Industrials: Boeing

Boeing presents an interesting diversification across military and civilian earnings streams as it is produced airplanes for airlines as well as military contract work. What is the biggest difference between the civilian and military worlds? I would presume it is in the civilian world, most events are driven by money while in the military world most events are driven by safety. In the end, the entire industrials sector is composed of companies whose businesses are too large for an individual to process, and much of the success seems to lie in the hands of fate or luck. This is only the appearance though, because the industrials sector is fundamentally more military than civilian in how it is organized. If your product keeps the United States safe it probably will sell in the industrials world. To make money from military type machinations is similar to trying to make money from art: you can’t. You can only do your art well, or in this case, do your engineering well, and hope things work out. If you invest in this sector, you invest not in the most commercial artist or military guru, but the Van Gogh because if you can find him, you turn brass into gold, as he will find some way to return you the favor that you have invested in his works.
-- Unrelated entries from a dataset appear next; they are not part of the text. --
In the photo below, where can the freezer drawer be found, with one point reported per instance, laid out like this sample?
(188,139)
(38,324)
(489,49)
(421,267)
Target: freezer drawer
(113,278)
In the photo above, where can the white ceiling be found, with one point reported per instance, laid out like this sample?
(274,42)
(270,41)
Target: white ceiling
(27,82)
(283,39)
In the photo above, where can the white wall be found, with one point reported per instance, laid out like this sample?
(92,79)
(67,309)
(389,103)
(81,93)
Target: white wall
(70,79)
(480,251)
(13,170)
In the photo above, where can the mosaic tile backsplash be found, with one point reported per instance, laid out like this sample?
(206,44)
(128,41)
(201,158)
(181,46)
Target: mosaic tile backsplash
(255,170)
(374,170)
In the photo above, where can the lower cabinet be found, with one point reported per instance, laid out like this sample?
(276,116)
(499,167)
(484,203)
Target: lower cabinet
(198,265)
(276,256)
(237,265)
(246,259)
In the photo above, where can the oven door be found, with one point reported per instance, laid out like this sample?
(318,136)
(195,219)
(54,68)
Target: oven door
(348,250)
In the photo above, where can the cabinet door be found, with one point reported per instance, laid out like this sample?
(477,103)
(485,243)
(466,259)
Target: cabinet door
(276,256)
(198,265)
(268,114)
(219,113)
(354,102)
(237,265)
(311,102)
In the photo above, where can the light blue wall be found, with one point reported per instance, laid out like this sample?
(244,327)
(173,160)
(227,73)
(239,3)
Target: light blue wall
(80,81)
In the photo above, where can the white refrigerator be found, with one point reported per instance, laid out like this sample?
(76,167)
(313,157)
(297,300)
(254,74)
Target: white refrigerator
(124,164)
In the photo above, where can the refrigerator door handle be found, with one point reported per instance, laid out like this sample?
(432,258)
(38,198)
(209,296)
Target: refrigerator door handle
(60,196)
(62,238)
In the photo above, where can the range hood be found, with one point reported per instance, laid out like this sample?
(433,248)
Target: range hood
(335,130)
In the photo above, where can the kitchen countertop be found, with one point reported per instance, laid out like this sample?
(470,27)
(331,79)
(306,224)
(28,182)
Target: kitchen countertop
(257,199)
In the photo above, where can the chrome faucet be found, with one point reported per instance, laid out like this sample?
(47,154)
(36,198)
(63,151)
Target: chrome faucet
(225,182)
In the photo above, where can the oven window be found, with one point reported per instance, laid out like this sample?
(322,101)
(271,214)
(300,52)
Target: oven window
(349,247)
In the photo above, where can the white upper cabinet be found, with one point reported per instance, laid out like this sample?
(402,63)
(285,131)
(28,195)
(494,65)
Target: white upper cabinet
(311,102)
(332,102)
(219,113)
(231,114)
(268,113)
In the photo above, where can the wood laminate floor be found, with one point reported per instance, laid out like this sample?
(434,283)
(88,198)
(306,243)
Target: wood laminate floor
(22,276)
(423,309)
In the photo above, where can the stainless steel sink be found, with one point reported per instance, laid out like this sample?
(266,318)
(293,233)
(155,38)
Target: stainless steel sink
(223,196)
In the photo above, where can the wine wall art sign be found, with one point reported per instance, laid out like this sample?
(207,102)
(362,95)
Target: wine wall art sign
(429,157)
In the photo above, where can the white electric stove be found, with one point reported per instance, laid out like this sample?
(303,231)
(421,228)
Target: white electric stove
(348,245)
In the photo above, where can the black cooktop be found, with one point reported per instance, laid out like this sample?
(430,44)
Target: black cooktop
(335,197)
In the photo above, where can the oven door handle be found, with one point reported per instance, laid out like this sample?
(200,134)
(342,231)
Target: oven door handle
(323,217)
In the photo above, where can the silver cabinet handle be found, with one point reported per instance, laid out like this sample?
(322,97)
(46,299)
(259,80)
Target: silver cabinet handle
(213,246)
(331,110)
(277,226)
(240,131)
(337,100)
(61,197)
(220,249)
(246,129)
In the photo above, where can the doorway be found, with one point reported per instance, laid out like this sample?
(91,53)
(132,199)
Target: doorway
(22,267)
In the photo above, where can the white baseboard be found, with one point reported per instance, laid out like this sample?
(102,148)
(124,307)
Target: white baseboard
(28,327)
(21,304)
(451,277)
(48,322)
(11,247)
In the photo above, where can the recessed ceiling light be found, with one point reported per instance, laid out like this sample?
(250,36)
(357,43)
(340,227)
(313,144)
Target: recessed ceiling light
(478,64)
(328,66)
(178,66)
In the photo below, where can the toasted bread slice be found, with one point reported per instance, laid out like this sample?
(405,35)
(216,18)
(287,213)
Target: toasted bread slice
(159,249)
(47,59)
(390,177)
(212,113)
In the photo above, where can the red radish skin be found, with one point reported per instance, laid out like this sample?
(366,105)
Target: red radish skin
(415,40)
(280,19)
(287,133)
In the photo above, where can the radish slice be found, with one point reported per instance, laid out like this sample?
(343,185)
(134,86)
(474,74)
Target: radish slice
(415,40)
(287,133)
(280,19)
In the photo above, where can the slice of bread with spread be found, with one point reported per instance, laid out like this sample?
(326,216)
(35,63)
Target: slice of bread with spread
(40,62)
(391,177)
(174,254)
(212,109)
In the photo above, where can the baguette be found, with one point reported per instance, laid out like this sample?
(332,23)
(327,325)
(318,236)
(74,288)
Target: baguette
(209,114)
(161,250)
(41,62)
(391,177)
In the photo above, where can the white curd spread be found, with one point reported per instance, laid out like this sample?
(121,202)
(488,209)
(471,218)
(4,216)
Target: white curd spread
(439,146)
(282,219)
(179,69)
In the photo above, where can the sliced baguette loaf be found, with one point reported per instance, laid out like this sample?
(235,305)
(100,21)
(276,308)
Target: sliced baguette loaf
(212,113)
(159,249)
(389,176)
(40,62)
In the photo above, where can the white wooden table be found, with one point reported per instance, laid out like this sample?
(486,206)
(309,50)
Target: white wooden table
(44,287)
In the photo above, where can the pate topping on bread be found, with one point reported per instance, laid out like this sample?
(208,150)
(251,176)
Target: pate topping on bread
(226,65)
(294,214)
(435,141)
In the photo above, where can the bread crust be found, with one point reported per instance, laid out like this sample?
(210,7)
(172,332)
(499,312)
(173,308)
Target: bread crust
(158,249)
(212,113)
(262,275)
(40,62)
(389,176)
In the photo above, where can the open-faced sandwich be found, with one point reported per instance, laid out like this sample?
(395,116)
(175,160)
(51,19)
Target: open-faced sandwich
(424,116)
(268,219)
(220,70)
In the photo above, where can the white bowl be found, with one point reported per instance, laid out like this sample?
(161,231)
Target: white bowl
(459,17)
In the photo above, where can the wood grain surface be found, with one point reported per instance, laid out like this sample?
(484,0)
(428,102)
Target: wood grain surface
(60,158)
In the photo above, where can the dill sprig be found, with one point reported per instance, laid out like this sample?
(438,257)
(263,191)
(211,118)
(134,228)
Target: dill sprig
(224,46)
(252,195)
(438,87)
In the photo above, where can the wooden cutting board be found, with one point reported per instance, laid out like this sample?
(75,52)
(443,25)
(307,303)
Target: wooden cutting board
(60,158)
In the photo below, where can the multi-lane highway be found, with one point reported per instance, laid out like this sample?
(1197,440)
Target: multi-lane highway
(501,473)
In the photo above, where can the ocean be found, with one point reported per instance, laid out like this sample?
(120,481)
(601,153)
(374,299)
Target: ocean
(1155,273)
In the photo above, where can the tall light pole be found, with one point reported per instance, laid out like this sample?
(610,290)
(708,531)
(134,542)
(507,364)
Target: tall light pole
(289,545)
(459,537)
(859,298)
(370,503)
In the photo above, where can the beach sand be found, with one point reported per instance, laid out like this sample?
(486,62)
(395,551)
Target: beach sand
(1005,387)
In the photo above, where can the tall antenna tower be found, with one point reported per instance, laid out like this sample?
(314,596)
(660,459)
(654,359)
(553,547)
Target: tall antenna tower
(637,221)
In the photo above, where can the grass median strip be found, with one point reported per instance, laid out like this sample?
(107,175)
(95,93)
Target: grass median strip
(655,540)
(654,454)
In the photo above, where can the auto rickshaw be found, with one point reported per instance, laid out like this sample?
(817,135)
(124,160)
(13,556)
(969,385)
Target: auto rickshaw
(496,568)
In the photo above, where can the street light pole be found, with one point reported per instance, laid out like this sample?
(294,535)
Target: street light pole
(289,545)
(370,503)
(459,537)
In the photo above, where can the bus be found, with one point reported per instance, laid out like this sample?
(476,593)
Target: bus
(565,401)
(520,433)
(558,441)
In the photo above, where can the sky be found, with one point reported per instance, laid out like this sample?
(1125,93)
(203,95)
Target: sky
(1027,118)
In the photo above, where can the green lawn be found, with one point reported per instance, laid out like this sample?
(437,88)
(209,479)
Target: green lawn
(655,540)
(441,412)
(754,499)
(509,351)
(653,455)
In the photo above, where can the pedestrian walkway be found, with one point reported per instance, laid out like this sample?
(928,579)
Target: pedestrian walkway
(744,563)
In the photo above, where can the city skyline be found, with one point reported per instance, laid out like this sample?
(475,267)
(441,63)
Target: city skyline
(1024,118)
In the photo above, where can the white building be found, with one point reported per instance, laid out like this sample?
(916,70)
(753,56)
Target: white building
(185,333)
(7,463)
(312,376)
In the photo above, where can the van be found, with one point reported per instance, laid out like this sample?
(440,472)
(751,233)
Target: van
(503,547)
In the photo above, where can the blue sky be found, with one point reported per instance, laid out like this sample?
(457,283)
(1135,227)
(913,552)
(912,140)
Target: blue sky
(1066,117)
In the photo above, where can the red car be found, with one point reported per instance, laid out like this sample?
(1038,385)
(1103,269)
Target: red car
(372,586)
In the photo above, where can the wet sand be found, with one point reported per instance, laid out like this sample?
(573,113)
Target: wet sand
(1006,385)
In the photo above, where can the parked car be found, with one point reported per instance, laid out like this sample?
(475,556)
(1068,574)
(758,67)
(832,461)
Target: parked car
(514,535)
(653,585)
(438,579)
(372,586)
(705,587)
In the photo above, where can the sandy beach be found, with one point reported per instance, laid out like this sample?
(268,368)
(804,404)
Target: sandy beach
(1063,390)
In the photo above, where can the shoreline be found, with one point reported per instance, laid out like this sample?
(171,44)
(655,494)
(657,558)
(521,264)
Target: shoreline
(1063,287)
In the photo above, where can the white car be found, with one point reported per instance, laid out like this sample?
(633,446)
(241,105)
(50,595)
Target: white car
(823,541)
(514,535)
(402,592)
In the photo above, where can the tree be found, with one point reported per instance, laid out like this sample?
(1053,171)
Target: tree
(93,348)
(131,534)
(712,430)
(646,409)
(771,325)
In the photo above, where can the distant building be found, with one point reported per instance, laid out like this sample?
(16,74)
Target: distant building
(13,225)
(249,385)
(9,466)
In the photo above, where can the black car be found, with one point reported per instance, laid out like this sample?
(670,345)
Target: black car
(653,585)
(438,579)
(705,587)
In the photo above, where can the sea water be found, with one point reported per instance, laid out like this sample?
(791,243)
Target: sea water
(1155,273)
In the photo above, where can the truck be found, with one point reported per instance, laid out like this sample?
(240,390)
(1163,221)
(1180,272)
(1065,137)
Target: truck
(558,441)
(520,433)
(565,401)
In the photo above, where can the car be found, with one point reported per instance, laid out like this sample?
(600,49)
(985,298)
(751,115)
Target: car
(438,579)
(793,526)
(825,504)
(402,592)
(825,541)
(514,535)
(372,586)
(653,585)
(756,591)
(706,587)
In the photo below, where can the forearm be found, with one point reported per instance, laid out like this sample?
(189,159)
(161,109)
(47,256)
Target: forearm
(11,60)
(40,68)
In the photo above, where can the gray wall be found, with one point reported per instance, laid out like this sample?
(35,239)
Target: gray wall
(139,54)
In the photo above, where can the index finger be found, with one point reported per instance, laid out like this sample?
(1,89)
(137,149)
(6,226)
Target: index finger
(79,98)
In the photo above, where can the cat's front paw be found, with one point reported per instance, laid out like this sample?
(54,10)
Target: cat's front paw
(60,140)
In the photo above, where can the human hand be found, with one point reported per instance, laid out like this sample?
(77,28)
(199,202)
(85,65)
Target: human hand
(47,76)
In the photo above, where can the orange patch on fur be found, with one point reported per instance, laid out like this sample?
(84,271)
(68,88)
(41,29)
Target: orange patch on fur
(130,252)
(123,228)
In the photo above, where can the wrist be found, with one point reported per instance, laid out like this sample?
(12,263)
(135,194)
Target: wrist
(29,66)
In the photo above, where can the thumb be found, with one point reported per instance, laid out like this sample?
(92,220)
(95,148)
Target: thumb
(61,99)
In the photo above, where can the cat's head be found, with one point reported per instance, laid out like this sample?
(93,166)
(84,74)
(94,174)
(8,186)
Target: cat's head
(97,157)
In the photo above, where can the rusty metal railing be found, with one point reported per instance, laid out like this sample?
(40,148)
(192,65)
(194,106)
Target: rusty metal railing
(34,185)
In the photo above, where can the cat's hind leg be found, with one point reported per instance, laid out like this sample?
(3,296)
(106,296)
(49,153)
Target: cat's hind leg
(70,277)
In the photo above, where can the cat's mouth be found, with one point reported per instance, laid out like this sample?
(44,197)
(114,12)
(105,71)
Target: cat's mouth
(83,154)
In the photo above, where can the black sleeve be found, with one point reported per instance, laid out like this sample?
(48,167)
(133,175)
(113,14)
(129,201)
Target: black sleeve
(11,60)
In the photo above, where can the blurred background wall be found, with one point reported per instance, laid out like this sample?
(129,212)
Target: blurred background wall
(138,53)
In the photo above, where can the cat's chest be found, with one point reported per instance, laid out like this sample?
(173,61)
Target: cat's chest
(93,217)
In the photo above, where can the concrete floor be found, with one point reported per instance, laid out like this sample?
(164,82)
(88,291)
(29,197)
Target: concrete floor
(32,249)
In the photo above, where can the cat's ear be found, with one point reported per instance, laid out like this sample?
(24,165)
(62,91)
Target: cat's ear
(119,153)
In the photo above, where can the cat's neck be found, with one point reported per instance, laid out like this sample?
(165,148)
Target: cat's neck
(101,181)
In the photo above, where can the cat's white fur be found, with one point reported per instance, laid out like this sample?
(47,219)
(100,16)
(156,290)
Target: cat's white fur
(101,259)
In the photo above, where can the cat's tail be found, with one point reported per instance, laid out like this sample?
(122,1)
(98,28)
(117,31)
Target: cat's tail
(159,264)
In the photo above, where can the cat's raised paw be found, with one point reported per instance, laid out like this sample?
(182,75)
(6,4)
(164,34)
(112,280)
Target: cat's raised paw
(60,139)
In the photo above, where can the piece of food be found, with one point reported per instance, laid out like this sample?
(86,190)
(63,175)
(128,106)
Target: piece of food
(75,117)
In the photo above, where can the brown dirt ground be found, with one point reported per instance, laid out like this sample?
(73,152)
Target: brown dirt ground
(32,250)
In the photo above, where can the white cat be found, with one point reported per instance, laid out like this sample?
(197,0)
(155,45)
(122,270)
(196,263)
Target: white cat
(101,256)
If his stock price doesn’t go up, maybe some of your other stock prices will go up as in an efficient market, there is very little privacy implied as private information becomes public information very fast. In short we are all working together on problems and if we solve them we get rewarded and whether or not we can manage our businesses well is a function of whether we can solve these problems well at the end of the day not whether we can spin money around. There were people who specialized in spinning money around so people like military Van Gogh engineer would work on his SpaceshipOne to launch into space, but these people largely failed in the catastrophic leadup to the financial crisis in 2008. Well maybe not all of them failed.